No kernel info in nsight nvprof

When I use nsight system to profile GPU applications, there is no kernel performace info, but there are cuda mem related profile.

Background:
I’m using RTX 3060 TI in win11 WSL (ubuntu 18.04),
the cuda driver version is 511.79-desktop-win10-win11-64bit-international-dch-whql.exe
the nsight system version is 2022.1.1.
I demonstrated this problem by a tensorflow python script: nsys nvprof python matmul_tf.py.
In matmul_tf.py, tensorflow matmul is executed.
All other cuda applications can’t be profiled.
Could someone help me solving this problem?

matmul_tf.py script:

import tensorflow as tf
import numpy as np

tf.compat.v1.reset_default_graph()
tf.compat.v1.disable_eager_execution()
print("support gpu:", tf.test.is_gpu_available())

m = 512
k = 512
n = 512

a_shape = [m, k]
b_shape = [k, n]

np.random.seed(0)
kernel_np = np.random.uniform(low=0.0, high=1.0, size=b_shape).astype("float32")
input_np = np.random.uniform(low=0.0, high=1.0, size=a_shape).astype("float32")

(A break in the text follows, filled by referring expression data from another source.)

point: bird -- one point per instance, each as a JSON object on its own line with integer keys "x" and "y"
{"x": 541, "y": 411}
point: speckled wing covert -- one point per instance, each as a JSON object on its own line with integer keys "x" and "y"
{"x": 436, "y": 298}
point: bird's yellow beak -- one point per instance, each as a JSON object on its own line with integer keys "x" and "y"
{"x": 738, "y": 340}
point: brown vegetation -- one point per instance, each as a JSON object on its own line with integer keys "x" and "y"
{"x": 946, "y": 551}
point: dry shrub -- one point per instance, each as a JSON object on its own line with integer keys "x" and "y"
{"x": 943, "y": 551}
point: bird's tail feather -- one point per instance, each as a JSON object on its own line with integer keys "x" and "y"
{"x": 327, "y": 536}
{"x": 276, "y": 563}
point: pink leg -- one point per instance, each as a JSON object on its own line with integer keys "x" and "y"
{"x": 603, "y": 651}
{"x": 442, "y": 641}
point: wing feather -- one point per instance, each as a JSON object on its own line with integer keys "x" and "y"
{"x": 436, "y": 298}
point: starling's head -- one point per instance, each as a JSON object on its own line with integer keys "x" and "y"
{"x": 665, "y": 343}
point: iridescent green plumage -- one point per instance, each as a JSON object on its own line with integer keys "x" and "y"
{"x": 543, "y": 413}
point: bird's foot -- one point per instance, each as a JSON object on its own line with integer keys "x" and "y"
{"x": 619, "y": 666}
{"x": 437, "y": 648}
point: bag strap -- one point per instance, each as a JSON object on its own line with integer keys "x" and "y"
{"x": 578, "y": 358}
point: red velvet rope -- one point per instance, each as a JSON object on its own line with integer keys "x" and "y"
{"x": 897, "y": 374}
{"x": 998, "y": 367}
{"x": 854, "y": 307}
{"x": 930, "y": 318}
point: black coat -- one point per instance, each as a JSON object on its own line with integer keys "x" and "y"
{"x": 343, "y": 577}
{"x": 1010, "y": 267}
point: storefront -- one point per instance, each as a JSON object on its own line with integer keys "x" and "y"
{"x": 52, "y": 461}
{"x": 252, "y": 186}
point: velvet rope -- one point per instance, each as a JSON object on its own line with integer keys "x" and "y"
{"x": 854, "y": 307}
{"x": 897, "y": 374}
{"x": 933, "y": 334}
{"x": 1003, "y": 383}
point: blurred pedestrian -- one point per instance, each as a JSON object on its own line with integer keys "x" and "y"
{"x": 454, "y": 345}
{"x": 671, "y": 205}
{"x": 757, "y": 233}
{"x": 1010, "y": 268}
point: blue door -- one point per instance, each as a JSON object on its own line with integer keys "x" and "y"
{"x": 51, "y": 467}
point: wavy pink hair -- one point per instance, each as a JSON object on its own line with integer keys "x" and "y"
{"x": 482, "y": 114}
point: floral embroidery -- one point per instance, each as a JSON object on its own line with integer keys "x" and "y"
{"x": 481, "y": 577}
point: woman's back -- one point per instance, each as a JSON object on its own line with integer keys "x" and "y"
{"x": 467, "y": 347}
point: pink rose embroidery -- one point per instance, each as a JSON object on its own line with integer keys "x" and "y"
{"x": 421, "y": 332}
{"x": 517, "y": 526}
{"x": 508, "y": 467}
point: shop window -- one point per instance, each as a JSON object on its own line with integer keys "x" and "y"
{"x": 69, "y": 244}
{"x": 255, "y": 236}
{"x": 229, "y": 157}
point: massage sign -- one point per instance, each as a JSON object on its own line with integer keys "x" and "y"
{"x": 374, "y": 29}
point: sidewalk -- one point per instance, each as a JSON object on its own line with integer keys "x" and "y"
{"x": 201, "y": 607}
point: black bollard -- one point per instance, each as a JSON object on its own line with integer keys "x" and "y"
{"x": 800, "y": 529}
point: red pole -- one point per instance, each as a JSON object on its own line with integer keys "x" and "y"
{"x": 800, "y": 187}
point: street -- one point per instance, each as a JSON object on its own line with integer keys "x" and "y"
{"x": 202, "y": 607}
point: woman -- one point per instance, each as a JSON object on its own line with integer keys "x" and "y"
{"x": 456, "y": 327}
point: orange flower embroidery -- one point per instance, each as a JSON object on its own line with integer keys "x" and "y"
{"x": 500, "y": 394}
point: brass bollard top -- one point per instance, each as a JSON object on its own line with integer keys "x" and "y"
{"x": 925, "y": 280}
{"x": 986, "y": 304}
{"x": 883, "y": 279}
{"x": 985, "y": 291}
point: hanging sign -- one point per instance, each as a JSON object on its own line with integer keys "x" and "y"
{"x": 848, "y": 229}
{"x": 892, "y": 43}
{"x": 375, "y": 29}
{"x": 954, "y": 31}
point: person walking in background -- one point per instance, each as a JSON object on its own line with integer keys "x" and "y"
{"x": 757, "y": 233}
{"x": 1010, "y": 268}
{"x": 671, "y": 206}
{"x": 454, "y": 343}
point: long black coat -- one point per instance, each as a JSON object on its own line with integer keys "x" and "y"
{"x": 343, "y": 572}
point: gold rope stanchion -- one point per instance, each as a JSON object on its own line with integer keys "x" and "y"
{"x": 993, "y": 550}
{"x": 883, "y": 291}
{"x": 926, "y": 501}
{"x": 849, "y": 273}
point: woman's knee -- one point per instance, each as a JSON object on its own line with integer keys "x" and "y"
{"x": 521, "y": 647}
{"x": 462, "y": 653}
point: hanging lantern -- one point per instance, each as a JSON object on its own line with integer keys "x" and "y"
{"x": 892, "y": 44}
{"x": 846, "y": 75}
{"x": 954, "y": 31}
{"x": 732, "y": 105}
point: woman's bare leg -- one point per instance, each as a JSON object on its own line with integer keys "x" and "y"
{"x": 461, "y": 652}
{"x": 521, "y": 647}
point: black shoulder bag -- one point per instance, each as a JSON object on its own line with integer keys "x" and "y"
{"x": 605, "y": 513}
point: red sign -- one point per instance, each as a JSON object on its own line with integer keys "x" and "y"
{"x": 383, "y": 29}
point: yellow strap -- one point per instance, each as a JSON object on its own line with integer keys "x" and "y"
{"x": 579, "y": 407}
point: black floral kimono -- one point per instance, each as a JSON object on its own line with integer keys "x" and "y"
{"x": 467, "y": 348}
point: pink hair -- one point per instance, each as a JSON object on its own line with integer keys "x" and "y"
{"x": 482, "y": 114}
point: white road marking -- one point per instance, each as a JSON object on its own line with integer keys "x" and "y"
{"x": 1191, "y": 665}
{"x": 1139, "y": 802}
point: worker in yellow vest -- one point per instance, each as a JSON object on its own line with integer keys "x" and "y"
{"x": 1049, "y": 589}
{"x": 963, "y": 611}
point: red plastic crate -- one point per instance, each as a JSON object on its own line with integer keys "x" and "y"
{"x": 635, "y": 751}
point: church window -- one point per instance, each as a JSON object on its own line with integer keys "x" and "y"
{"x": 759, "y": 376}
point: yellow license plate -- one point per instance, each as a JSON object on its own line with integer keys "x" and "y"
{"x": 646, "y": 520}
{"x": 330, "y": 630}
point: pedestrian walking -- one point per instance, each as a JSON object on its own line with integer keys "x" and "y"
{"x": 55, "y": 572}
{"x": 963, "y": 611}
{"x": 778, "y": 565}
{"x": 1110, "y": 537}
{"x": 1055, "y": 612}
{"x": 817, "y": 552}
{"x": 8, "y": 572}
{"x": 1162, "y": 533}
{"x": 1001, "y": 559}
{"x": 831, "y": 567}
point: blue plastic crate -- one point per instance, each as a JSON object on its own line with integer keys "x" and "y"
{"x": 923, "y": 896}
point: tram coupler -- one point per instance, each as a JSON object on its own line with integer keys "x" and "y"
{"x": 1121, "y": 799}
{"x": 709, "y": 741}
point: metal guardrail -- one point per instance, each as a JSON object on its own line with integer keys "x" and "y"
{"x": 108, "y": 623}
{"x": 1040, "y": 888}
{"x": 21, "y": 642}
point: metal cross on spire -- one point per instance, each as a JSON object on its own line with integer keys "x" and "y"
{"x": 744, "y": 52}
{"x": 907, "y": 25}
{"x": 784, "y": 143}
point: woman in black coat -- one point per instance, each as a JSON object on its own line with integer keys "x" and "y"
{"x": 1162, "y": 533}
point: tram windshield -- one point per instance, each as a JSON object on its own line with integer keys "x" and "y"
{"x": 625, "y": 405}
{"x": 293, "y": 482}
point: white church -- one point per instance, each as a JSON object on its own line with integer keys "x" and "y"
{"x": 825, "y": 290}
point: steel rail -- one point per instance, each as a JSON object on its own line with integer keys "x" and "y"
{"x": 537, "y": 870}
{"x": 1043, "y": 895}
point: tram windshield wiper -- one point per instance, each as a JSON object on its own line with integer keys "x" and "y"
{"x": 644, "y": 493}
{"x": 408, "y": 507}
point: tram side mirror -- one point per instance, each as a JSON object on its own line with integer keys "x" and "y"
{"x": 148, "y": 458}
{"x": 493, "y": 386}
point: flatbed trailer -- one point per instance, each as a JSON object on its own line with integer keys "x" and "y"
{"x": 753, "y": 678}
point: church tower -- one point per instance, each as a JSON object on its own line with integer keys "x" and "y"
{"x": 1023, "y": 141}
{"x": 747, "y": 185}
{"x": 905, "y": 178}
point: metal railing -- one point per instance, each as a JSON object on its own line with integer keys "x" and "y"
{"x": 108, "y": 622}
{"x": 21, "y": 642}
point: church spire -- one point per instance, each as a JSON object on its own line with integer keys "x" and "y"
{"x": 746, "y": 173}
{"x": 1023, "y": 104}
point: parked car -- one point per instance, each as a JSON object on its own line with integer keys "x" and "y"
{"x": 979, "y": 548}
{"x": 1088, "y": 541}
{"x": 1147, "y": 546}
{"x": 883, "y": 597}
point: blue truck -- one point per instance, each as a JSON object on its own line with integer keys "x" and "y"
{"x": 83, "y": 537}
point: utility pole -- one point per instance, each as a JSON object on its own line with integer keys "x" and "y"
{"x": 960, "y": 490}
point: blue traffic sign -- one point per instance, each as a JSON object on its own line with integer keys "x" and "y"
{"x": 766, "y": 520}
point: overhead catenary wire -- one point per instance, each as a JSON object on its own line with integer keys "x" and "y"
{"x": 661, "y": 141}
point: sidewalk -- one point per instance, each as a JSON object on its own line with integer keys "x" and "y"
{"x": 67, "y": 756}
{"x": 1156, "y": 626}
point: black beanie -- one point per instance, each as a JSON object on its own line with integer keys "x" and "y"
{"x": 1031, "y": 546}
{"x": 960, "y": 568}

pld1 = tf.compat.v1.placeholder(dtype="float32", shape=a_shape, name="input1")
kernel = tf.constant(kernel_np, dtype="float32")

feed_dict = {pld1: input_np}

result_tf = tf.raw_ops.MatMul(a=pld1, b=kernel, transpose_a=False, transpose_b=False)

with tf.compat.v1.Session() as sess:

    for i in range(10):
        result = sess.run(result_tf, feed_dict=feed_dict)
    print("result shape:", result.shape)